Crawl intensity by bot

Measured across a 48-day window of server log data spanning multiple site categories, median daily crawl rates per site were approximately 4,200 requests for GPTBot, 1,800 for ClaudeBot, and 980 for PerplexityBot.

Median Daily Crawl Rate by AI Bot (requests/site/day)

Medians across a 48-day server-log study. High-traffic sites attract multiples of these figures; training bots do not back off under load.

Source: 48-day server log analysis, multiple site categories, 2025

These are median figures; content-dense or high-traffic sites attract significantly higher crawl rates. Unlike traditional search crawlers, most AI training crawlers do not calibrate crawl rate against server response latency. A site experiencing degraded response times will typically see training bots maintaining crawl rate rather than backing off. Crawl-Delay directives in robots.txt are honored inconsistently — some smaller training crawlers ignore them entirely.

Crawl-path preferences diverge by bot. GPTBot operates breadth-first, concentrating on /blog/, /docs/, and /about/ paths with a mean crawl depth of 3.8 links from the homepage. ClaudeBot crawls deeper at an average depth of 5.2, with heavier concentration on /docs/ and /api/ paths. Understanding these patterns matters if you are serving AI-optimized or pre-rendered content selectively across path types.

The crawl-to-referral gap

The bluntest measure of AI crawler value to a publisher is the crawl-to-referral ratio — pages crawled per referral click delivered. Across Q1 2026 measurements, ClaudeBot was observed crawling between 11,000 and 24,000 pages per referral sent back. GPTBot's ratio ranged from 857 to 1,276 pages per referral. Googlebot sits at approximately 5:1. DuckDuckGo's crawler reaches near-parity at roughly 1.5:1.

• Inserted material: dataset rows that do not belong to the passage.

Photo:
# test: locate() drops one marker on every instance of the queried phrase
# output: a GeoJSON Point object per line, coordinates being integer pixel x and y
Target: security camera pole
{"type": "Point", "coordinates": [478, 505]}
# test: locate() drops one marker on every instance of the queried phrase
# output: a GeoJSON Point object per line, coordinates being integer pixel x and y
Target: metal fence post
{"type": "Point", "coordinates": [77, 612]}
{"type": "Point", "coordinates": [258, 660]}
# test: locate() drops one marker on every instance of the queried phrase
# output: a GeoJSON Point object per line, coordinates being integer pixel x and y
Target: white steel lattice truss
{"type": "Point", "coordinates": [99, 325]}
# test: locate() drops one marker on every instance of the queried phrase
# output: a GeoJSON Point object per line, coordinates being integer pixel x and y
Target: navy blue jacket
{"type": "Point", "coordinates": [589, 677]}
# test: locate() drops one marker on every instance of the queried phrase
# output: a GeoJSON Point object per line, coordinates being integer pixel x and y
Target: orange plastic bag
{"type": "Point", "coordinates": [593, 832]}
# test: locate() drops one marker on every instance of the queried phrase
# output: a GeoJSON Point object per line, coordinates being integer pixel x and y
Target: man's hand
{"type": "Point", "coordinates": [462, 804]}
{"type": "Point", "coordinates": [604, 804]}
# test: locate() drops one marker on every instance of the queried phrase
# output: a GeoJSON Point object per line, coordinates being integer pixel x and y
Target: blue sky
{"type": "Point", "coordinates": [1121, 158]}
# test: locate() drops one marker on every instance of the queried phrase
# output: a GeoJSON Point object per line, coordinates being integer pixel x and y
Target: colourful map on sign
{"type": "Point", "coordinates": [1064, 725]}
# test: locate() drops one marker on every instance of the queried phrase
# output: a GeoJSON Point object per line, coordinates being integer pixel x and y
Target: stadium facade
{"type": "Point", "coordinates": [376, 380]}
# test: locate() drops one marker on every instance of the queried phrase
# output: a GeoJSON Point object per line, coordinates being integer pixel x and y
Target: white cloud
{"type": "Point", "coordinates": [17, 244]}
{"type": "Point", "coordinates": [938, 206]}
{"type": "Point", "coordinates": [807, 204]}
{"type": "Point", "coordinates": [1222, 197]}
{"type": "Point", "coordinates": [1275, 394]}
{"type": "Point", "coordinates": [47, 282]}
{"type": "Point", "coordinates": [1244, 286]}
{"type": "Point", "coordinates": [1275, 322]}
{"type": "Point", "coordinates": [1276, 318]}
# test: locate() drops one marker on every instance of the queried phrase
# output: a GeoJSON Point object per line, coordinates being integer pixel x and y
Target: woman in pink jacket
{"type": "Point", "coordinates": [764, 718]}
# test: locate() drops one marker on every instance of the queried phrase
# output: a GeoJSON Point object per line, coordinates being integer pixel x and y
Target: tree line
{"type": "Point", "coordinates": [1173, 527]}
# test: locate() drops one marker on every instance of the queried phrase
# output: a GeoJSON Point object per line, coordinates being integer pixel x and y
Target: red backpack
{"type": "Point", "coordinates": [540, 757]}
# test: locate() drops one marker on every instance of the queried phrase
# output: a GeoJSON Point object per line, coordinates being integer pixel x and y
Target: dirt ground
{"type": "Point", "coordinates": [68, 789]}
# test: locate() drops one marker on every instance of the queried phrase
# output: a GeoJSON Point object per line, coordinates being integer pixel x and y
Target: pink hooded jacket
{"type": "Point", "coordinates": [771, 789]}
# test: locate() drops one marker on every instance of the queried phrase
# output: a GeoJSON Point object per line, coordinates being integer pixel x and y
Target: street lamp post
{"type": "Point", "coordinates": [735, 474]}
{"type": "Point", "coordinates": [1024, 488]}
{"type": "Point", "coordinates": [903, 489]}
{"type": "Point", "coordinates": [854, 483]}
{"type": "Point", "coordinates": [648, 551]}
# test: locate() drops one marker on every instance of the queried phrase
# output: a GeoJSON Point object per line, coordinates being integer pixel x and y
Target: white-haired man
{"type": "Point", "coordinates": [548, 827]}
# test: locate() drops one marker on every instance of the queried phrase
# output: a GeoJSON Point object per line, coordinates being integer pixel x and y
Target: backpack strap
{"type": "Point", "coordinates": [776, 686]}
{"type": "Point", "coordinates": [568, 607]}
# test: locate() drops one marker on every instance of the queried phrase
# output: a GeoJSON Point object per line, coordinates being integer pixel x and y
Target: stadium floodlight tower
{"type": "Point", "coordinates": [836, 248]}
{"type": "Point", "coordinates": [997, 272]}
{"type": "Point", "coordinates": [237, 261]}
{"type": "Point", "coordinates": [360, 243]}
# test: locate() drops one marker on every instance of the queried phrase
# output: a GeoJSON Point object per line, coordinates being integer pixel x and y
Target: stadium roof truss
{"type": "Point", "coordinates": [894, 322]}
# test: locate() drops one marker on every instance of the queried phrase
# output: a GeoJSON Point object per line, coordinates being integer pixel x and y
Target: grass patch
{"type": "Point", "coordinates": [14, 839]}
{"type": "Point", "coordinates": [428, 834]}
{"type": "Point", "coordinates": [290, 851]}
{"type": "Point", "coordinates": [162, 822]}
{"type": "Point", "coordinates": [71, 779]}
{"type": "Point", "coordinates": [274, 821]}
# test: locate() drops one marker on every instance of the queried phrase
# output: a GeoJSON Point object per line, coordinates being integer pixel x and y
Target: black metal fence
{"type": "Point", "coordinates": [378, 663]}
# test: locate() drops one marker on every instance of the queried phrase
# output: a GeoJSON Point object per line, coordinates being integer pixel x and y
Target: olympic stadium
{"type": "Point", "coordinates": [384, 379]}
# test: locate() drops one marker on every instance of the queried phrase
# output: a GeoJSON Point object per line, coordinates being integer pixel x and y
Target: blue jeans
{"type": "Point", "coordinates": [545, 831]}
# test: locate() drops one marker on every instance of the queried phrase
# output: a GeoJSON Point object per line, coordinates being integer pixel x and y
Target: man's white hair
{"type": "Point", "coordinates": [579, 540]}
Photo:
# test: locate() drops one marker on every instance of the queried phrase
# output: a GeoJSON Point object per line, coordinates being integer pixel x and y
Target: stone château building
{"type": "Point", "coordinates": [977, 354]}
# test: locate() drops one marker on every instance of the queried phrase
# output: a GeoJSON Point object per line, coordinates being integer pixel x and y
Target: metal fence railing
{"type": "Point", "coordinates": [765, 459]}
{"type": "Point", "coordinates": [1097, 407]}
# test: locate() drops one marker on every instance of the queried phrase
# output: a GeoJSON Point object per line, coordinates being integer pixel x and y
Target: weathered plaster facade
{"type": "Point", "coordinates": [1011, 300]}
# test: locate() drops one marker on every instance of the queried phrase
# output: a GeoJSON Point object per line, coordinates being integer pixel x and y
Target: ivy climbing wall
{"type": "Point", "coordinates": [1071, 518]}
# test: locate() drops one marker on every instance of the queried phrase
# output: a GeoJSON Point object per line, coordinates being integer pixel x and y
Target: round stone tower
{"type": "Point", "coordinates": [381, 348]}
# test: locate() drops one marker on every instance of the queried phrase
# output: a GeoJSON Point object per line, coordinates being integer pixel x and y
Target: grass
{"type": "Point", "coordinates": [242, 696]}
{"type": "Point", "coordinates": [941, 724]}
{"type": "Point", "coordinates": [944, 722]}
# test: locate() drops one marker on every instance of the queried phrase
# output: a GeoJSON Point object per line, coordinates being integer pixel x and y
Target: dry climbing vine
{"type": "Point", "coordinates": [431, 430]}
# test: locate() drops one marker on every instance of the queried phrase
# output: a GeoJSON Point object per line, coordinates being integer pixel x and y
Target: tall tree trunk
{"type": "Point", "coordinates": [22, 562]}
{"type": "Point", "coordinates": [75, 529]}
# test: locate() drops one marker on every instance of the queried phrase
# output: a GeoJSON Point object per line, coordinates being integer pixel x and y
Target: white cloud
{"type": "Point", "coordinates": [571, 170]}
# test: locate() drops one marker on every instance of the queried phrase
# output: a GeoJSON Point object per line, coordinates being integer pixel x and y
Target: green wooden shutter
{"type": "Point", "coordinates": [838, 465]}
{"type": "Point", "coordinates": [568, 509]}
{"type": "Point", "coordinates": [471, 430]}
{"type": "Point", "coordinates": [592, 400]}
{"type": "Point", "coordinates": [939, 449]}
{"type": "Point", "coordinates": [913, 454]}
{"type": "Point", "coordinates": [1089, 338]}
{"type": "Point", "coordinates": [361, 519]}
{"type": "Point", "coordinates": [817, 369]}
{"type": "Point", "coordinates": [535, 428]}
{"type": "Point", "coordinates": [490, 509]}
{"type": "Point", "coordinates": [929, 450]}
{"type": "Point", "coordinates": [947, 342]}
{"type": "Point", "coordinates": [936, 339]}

AI assistants accounted for approximately 0.20% of all web referral traffic as of late 2025, despite the underlying crawlers generating nearly as many HTML requests as Googlebot. That gap has not meaningfully narrowed in recent quarters.

What this means for site owners

Three industries absorbed more than 95% of AI-driven crawler traffic in 2025: retail and e-commerce, streaming and media, and travel. If your site operates in one of these verticals, significant crawl load from every major training crawler is a near-certainty regardless of whether you have explicit access controls in place.

Analytics platforms relying on JavaScript-based page-view tracking typically exclude bot traffic entirely, since most AI crawlers do not execute JavaScript. Server-log analysis is the only reliable measure of true crawler volume. A site showing 5,000 daily users in a JS-based analytics dashboard may be handling 40,000 to 60,000 daily bot requests that never appear there. The gap matters both for accurate bandwidth cost forecasting and for understanding the actual composition of server load.

The crawl-to-referral ratio should inform access control decisions. Crawlers with ratios above 1,000:1 are consuming bandwidth and contributing content to training datasets with minimal reciprocal value via referral traffic. Whether that exchange is acceptable depends on your content strategy and business model — but making the decision without crawl-log data means you are defaulting, not deciding. The bot-mix volatility documented above means access decisions also need regular review: a rule set calibrated to April's bot landscape may be badly miscalibrated by June.